Ariela Gross

Ariela Gross

Email: grossa@law.ucla.edu

Biography

Ariela J. Gross is Distinguished Professor of Law and History at the University of California – Los Angeles. She was previously the John B. and Alice R. Sharp Professor of Law and History and Co-Director of the Center for Law, History, and Culture at the University of Southern California. Her most recent book, co-authored with Alejandro de La Fuente, Becoming Free, Becoming Black: Race, Freedom, and Law in Cuba, Virginia, and Louisiana (Cambridge UP, 2020), was the winner of the 2021 Order of the Coif Award for the best book on law, and the John Philip Reid Award for the best book in Anglo-American legal history from the American Society for Legal History. Her book What Blood Won’t Tell: A History of Race on Trial in America (Harvard UP 2008), was winner of the James Willard Hurst Prize from the Law and Society Association, the Lillian Smith Award for the best book on the U.S. South and the struggle for racial justice, the American Political Science Association’s Best Book on Race, Ethnicity, and Politics, and a Choice Outstanding Academic Title. Gross is also the author of Double Character: Slavery and Mastery in the Antebellum Southern Courtroom(Princeton UP 2000).

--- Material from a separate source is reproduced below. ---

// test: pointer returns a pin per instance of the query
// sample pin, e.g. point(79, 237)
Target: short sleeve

Professor Gross is currently working on a book entitled Erasing Slavery: How Stories About Slavery and Freedom Shape Battles Over the Constitution, which is under contract to Beacon Press. She has published numerous law review articles and essays, and her op-eds have appeared in the Washington Post, LA Times, and the Wall Street Journal. She received her JD (Order of the Coif) and PhD in History from Stanford University, and has been a visiting professor at Stanford Law School, Tel Aviv University, the École des Hautes Études en Sciences Sociales, Kyoto University, Sciences Po, and the University of Paris. She has been a Guggenheim Fellow, a Harvard-Radcliffe Institute Joy Foundation Fellow, a Stanford Center for Advanced Study in the Behavioral Sciences Fellow, an ACLS Burkhardt Fellow, an ACLS Collaborative Research Fellow, an NEH Huntington Research Libraries Fellow, and winner of the Rutter Distinguished Teaching Award and the Mellon Mentoring Award at USC.